It was asserted at the time that the sanctions against Kozak were imposed that the grounds for this had been an SBU investigation which found that Kozak and the company Don Coal, associated with Medvedchuk, had, together with militants from the Russian proxy Donbas ‘republics’ organized the illegal sale of Donbas coal to companies in Russia.  This was merely reported in the media, with no official information about any criminal investigation or details.  

The problem with the reasons is not that this is untrue, but that scrutiny of other Ukrainian oligarchs and politicians might well uncover similar deals. That is almost certainly true of Rinat Akhmetov who also owns Ukrainian media.

Volodymyr Yavorskyy, a human rights lawyer and member of the UHHRU Board, believes the moves against Kozak and the channels to be legitimate though he does, emphasise that the imposition of sanctions, a political instrument, does not cancel out the obligation to carry out a proper criminal investigation and prosecution.

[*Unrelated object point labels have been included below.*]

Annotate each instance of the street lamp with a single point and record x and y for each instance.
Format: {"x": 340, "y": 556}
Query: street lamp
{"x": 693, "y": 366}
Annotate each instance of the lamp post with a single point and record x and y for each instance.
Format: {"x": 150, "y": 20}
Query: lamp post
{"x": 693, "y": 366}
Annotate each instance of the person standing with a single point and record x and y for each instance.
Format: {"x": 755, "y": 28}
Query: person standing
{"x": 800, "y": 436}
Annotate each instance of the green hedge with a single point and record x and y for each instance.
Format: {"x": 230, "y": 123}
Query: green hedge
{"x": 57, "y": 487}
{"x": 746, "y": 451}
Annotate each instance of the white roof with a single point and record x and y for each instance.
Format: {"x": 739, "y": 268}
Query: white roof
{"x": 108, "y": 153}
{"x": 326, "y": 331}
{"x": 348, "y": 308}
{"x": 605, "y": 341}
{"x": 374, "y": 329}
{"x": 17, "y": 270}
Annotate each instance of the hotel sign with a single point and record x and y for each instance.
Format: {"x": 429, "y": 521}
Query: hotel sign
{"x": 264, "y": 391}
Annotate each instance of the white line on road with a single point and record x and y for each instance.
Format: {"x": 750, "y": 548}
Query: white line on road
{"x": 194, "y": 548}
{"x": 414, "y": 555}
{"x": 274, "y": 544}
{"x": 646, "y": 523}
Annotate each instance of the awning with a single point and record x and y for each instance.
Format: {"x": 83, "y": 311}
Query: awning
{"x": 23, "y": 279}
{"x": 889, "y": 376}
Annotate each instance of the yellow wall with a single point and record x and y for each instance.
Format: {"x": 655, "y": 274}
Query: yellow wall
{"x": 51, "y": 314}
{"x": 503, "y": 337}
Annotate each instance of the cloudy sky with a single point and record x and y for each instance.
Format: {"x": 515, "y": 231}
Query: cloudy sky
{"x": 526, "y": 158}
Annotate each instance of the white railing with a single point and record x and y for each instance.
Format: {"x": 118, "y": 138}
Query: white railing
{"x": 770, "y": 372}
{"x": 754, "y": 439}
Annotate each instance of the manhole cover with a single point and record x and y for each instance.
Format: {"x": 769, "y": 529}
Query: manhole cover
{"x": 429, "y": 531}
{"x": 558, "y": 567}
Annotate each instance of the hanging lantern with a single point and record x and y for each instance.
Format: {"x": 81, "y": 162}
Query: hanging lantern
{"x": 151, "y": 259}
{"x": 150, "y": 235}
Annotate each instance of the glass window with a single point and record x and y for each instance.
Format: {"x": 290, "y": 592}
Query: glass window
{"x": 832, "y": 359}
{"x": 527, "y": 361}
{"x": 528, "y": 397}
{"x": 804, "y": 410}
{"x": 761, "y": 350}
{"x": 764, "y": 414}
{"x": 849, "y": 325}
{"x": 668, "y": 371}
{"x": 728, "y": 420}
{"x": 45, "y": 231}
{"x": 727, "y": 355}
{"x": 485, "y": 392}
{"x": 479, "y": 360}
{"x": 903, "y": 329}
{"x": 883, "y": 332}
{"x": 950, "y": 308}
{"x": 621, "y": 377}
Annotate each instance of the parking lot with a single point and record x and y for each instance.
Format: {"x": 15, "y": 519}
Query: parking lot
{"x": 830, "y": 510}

He points out that the UN’s International Convention for the Suppression of the Financing of Terrorism does not, in fact, envisage sanctions against individuals, only against legal entities and other countries.

While pointing to the very different mechanisms provided by sanctions and legal liability, Yavorskyy clearly outlines reasons why there can be a burning need for sanctions to be imposed. As mentioned above, in fighting a very real danger, you do not have the luxury to wait until all evidence has been gathered, and all procedure, through to a court conviction, has been followed. Nor can information gathered and shared by security services necessarily be used as evidence in a trial. Sanctions are a temporary measure which can be applied swiftly.

Yavorskyy believes it to be evident that sanctions have been applied to protect national security and to fight terrorism.  He distinguishes between the sanctions against Kozak and the companies who are, after all, the ones suspected of sponsoring terrorism, and the television channels that are not, formally, the aim of the sanctions.

Yavorskyy stresses that there certainly need to be guarantees that such a method (i.e. the blocking of media via sanctions) is not used in future as a weapon for internal political struggles, but only in cases of real danger for the country.

Here, however, is the point of divergence, since Yavorskyy is not alone in perceiving this danger here and now.  As he puts it, “In the given case I see this danger since some political forces are truly financed by the state with whom we continue to be at war. If they get a majority in parliament, we risk losing all those achievements that we have gained over the last 10 years and returning to 2010”.  This is extremely dangerous, he adds, and stresses that there should now also be maximum mobilization by the enforcement bodies to uncover those channels by which the aggressor state is financing political projects in Ukraine “because, without this, we risk becoming a colony”.